Yakima River and Naches River Flow Links
- Yakima River Basin and Reservoir Storage Diagram
- Teanaway River at Forks Near Cle Elum (this is the tributary stream that affects the Yakima the most during spring runoff)
- Yakima River Flows at Umtanum (NEAR Red's Fly Shop)
- Yakima River Flows Near Horlick, WA (this is about 10 miles above Ellensburg, Swauk Creek area)
- Yakima River Flows at Cle Elum, WA
- Yakima River Flows Near Easton, WA
- Cle Elum River Coming OUT of Lake Cle Elum
- Naches River Flows Near Nile, WA
- Tieton River Flows
Yakima River Flow Prediction Chart
Yakima River Water Temperatures
This is a neat resource and is especially helpful in the early spring when we are anxiously awaiting the first few days of dry fly fishing! It is also very helpful in the late summer as water temperatures rise it is very strenuous on the trout. When the water breeches 70 it can be VERY hard on the trout. Fight the fish fast, reconsider fishing whether to fish in the afternoons, and release the fish as fast as possible.
Klickitat River Flows and Conditions
- Klickitat River Flows at Pitt, WA
- Klickitat River Flow near Glenwood, WA (above the West Fork)
- Flow Forecast on the Klickitat River at Pitt, WA
The Klickitat River can be very fussy when it comes to run-off. This is due to the steep drainage pattern that rolls off of Mt. Adams and other scenic high country. The Klickitat is glacial in nature and disturbances like rain, sudden snow melt, high country mud slides, and avalanches can disrupt the water clarity in a matter of hours.

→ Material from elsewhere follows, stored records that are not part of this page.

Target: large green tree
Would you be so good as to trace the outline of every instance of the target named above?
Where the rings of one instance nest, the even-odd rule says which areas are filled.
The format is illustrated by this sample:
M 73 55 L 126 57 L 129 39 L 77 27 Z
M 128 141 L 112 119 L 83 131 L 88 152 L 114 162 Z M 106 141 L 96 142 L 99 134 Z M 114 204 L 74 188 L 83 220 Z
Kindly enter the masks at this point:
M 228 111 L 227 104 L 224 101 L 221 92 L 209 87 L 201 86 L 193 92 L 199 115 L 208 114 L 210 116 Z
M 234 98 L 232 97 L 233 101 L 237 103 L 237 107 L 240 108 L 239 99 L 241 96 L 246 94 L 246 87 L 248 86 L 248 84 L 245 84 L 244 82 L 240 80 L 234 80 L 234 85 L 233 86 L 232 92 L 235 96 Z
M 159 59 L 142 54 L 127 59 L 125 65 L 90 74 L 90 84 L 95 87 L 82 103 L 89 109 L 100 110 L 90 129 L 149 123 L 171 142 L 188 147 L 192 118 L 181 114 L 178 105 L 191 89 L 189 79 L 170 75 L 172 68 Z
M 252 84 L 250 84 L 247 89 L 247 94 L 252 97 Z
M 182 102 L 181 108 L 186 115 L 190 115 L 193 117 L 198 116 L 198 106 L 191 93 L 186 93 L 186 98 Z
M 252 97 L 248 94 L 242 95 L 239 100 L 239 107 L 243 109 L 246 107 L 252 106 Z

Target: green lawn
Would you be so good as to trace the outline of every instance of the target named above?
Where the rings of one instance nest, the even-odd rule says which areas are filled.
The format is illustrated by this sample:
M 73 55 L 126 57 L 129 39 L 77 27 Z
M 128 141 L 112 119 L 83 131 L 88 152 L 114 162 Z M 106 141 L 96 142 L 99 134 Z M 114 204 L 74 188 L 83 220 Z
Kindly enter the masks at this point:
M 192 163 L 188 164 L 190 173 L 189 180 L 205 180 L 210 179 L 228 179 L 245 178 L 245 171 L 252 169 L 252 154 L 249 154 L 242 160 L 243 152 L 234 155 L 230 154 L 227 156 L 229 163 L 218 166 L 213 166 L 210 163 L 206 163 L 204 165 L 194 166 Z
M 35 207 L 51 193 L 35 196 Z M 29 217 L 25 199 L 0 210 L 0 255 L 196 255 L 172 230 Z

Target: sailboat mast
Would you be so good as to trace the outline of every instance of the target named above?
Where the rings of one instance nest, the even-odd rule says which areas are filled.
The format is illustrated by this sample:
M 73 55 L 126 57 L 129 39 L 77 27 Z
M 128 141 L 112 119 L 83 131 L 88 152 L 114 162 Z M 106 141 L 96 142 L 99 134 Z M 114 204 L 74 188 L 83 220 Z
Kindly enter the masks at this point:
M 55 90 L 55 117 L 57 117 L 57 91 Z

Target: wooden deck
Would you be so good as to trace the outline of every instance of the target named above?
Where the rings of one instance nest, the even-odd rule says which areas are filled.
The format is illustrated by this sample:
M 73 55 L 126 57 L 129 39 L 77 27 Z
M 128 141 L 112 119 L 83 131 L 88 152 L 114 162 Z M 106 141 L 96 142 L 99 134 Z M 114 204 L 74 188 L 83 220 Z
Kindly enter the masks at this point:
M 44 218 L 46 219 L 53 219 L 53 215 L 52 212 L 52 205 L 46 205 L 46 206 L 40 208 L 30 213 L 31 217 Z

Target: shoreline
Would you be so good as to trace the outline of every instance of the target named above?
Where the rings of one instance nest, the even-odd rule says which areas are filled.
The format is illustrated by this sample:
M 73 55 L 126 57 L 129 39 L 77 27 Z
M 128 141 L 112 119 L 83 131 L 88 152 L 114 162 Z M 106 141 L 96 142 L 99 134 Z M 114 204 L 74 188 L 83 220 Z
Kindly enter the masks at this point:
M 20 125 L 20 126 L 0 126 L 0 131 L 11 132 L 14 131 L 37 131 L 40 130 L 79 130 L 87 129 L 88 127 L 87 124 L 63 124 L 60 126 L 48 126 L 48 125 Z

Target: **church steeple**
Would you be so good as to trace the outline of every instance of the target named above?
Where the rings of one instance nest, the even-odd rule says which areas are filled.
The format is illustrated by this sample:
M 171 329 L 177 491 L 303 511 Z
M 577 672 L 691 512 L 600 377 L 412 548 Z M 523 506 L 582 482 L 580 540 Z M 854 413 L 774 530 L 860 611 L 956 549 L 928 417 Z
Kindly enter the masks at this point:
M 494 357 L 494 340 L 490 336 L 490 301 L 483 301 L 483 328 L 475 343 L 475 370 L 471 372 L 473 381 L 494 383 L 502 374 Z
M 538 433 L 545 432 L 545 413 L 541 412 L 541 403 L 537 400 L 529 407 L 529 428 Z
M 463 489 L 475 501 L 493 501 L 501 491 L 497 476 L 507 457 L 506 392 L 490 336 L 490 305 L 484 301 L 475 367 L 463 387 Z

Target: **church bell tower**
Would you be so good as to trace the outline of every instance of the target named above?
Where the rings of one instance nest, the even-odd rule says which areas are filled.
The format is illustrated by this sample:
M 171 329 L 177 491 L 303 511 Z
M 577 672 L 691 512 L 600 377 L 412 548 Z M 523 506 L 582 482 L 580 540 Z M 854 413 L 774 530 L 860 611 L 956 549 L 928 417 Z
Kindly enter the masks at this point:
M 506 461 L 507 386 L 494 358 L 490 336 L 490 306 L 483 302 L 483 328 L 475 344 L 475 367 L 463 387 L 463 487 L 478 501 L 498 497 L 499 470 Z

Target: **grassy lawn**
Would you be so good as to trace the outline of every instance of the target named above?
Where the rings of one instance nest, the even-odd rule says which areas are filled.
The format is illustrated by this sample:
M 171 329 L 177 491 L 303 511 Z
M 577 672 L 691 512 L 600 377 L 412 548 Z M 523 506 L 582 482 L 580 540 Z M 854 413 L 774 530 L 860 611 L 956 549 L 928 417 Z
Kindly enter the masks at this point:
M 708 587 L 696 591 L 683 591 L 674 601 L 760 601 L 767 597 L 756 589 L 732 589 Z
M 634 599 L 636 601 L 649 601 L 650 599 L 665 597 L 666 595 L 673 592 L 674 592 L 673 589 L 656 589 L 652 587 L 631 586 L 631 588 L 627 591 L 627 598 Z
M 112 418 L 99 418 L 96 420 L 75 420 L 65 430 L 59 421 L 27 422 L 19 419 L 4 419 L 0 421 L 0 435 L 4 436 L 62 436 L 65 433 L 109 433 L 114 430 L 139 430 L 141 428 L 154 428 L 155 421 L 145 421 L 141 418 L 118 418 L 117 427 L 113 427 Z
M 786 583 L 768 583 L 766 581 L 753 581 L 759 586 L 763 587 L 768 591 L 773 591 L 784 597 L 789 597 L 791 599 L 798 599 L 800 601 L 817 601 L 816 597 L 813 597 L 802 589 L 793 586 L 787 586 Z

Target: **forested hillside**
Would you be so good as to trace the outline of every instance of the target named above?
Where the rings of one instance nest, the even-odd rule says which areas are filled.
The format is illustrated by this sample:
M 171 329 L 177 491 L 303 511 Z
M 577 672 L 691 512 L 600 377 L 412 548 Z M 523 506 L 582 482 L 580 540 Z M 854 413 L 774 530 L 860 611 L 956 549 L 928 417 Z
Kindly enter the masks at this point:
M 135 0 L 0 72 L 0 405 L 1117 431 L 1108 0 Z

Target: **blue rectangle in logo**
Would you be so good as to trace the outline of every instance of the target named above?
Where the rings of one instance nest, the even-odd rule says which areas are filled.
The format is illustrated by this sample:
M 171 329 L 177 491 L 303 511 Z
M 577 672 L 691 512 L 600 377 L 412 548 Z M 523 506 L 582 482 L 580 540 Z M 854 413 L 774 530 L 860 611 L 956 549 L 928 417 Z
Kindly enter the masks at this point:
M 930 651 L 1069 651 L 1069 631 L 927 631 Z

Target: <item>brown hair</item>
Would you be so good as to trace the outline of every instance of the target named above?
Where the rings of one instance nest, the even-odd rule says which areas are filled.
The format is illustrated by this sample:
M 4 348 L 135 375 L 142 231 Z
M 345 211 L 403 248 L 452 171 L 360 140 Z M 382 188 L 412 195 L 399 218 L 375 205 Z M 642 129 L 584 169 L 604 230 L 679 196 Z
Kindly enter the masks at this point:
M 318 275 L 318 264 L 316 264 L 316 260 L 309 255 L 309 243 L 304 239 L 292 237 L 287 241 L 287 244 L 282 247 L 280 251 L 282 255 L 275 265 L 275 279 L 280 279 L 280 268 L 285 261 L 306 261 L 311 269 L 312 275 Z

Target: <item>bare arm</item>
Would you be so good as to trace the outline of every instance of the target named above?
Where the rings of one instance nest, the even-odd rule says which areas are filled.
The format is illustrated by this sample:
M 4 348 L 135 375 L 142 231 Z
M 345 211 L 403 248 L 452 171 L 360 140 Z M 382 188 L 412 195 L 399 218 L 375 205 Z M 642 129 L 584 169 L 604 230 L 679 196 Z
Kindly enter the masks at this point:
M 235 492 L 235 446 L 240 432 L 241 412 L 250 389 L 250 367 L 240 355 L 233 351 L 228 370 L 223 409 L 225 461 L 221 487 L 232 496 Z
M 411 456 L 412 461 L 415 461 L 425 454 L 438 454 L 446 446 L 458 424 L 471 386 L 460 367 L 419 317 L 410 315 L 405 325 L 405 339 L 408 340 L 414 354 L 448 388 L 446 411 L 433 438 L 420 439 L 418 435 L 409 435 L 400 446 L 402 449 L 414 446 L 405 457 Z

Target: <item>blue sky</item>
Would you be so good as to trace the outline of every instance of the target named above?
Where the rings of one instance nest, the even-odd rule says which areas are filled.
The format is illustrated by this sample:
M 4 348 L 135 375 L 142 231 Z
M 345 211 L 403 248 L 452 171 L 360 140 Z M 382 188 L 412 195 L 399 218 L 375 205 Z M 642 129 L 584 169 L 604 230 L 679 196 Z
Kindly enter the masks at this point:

The Klickitat typically opens for Steelhead June 1st, the fishing in June, July, and August can be good if runoff conditions allow it to run clear. Although there are not as many fish in the river at this time of year, you only need one or two in order for your day to be a success!
We have fished the Klickitat River from 600 cfs up to 2,500 cfs depending on the time of year and nature. In June the river can run high and clear especially if the weather is mild and the night time temperatures are cool. In July the river can be very glacial, look for daytime temps in Goldendale, WA below 80 degrees for a couple of days prior to help clear the river. Usually in mid-August the river becomes less sensitive as the nights start to cool down and the glaciers tighten up. From September 1st on, the biggest threats to water clarity are high country rain especially if it comes down on top of fresh high country snow. We wish there was a formula to help predict this, but every burst of rain is different because it is all about how the exposed soil on the glaciers react to the rain. Sometimes the river will rise and stay clear enough to fish... sometimes even a small disruption will put the river out of shape and very muddy in a matter of hours. It can be a gamble. Fishable water clarity can range from 18" or less to as much as 8' depending on the day and time of year. In July and August 18" - 24" is very typical and our favorite is about 3-4' of visibility at all times of year. Too clear and the fish are spooky.
On the graph, look for a stable river flow or a dropping trend. The best fishing is typically immediately after a spike in river flows as the river is dropping. The best days are usually risky! The morning will be off color and you will be wondering if you will get any fish... this river recovers fast and if you are the first fly they see as the river comes back into shape you just might get 'em! Many anglers on multi-day trips will be blown out on Day 1, ok fishing Day 2, epic fishing on Day 3. Totally worth waiting it out.